Well, Finland is also one of the most sparsely populated nations in Europe. Northern Michigan has a lot of Finnish people, or, at least it did a generation ago. Most now are probably second generation. I remember stopping to ask for directions once and the guy kept saying vasee-maleh to me, and I only found out later that he was telling me to go left, in Finnish, assuming that I must have known how to understand Finnish. But I digress.

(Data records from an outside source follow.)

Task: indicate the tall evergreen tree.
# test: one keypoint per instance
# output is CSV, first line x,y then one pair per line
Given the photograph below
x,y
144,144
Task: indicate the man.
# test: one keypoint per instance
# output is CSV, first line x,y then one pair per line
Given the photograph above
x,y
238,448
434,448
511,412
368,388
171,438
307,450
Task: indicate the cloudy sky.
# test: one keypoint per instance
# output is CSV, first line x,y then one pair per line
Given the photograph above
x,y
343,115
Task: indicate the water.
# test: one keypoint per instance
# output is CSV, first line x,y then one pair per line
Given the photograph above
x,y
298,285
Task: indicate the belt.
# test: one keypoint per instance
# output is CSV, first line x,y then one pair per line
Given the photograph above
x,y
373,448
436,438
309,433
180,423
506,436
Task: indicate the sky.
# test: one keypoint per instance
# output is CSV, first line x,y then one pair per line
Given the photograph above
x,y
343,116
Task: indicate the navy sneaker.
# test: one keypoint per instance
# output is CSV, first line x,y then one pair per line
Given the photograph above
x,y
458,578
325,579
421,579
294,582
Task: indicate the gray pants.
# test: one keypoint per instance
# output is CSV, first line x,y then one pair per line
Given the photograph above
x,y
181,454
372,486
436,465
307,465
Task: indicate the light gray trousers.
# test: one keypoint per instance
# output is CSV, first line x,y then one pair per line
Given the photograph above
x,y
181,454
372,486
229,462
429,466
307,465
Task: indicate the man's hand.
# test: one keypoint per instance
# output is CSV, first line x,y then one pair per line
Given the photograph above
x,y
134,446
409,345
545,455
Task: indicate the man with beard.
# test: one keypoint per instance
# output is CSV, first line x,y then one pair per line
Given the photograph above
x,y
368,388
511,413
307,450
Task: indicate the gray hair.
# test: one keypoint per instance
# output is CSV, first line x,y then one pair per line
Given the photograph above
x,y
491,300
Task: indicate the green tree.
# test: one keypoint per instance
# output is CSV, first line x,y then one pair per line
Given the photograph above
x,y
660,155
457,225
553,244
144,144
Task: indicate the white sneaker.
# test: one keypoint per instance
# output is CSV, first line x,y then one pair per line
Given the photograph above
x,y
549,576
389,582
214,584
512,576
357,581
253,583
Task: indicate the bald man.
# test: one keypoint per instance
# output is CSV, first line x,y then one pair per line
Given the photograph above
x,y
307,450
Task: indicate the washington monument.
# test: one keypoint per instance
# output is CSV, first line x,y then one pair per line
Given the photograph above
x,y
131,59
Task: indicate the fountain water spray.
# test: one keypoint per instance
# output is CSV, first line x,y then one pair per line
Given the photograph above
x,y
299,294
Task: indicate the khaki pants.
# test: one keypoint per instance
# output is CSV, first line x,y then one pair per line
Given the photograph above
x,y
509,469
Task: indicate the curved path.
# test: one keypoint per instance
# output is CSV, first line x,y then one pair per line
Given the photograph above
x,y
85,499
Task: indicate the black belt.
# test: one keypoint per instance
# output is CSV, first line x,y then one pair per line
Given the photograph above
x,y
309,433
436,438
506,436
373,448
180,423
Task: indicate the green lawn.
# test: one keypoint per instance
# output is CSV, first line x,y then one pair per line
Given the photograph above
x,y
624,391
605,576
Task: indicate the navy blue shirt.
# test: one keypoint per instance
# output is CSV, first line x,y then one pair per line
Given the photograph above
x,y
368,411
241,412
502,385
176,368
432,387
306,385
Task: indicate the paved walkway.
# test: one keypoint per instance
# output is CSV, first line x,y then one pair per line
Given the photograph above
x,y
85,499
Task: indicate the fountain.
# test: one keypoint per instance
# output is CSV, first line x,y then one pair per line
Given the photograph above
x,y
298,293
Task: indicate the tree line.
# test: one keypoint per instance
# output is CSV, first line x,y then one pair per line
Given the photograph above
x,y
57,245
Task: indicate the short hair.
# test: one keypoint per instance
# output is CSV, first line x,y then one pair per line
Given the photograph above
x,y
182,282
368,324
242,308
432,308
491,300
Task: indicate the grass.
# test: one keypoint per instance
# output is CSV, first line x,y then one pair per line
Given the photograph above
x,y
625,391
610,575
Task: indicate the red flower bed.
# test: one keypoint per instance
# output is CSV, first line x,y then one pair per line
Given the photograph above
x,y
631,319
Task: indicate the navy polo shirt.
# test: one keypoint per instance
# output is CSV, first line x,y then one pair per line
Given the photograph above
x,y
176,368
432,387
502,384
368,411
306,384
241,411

I think here in the USA, we have two groups, the right and the left, and that's where most of the movers and shakers fit in, and those two groups have little overlap. The right sees any social program as socialism, like it might as well be Stalinism. Often times, the left will come forward with a proposal like, "maybe we should look into these bump stocks," and the far right takes that as "they're going to take away all of our guns!"
IDK, I think you're 100% right on point, though. We have too many assholes here and those assholes have too much freedom to shit all over everyone. In a nation that prides itself on allowing people the freedom to be an asshole all they want so long as they don't shit all over someone else, it makes every situation a little difficult to control.
Meanwhile, I'm living out here in northeastern Vermont. The population density here is such that I might as well live on the moon. And I love it. Everyone knows everyone else, so it makes stuff like road rage practically disappear. If Mr. Haney cuts me off on the way to work, I know I'll see him at bowling Tuesday night and he can apologize.
Finland is also ranked 35th on the list of countries by suicide rate.